[ale] Linux for senior citizens
JD
jdp at algoloma.com
Wed Sep 18 17:42:56 EDT 2013
My 82 yr old Mom used Lubuntu for 3 yrs and was relatively happy. She passed a
few months ago. It was 10.04, then 12.04 - kept her on LTS releases for the
stability.
Stock Ubuntu needs too much power in the GPU to be considered for most non-new
machines. Mom started on a P4 but ended up on a Core i7. We just moved the HDD
over and she didn't see any difference. The P4 motherboard just stopped working
one day. The only comment about the new machines was it was "a little faster."
She loved that everything was exactly as before, even the printer stuff. Mom
liked printing things to read.
On 09/18/2013 09:49 PM, mute wonder wrote:
> My parents, who are...not elderly but totally tech challenged, absolutely had
> trouble with Slackware, Vector, and Puppy. However, Puppy was their happiest
> experience and my worst: it required a lot of tuning on my part, but was very
> easy to perform simple tasks with on their part. Lots and lots of tuning.

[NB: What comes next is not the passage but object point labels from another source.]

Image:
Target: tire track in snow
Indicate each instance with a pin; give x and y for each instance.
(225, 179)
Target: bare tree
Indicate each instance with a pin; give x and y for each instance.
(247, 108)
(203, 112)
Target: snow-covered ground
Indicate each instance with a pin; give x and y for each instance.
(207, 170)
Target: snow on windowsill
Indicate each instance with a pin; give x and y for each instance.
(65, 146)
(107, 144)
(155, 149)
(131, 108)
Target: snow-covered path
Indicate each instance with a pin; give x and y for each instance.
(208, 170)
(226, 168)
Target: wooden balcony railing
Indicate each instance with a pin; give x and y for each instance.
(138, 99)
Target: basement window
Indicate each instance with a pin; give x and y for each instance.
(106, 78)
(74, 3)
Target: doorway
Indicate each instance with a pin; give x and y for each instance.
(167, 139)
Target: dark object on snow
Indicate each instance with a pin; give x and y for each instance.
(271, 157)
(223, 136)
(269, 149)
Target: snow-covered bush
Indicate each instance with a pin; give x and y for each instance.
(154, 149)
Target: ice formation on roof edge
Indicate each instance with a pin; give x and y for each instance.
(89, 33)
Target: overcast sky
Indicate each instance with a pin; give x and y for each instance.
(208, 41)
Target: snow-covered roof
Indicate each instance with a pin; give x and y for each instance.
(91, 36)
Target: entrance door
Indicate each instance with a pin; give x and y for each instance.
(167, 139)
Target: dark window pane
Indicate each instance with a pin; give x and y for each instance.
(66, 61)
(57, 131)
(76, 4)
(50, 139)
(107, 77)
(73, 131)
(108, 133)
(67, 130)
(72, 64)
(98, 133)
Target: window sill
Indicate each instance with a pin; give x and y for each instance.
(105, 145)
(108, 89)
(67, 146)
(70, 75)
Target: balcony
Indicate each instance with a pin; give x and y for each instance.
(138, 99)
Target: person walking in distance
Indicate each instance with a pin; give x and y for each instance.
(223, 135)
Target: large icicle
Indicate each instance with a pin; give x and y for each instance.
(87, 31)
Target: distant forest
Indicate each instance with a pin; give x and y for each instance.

> Nowadays, I just throw Ubuntu at everyone; it's easy enough to manage once the
> install has been wrangled through, has nice plug-n-play features that keep
> everyone away from me for the most part, and keeps the nitty-gritty out of the
> way. Yeah, the frustration of fixing people's malware-ridden Windows boxes just
> kills me, especially when I keep repeating the same tips to help them avoid
> simple issues...and they ignore them.
>
> Sorry, guys. I'm hassled and venting.
>
>
> On Wed, Sep 18, 2013 at 3:26 PM, Adrya Stembridge <adrya.stembridge at gmail.com
> <mailto:adrya.stembridge at gmail.com>> wrote:
>
> A neighbor expressed interest in having her laptop rebuilt after
> grandchildren inadvertently butchered Windows with malware via "games off
> the internet". She doesn't have her Windows disk anymore, so I suggested
> we install Linux. She's elderly, but still has her wits.
>
> Are there other distros than Eldy Linux I should know about?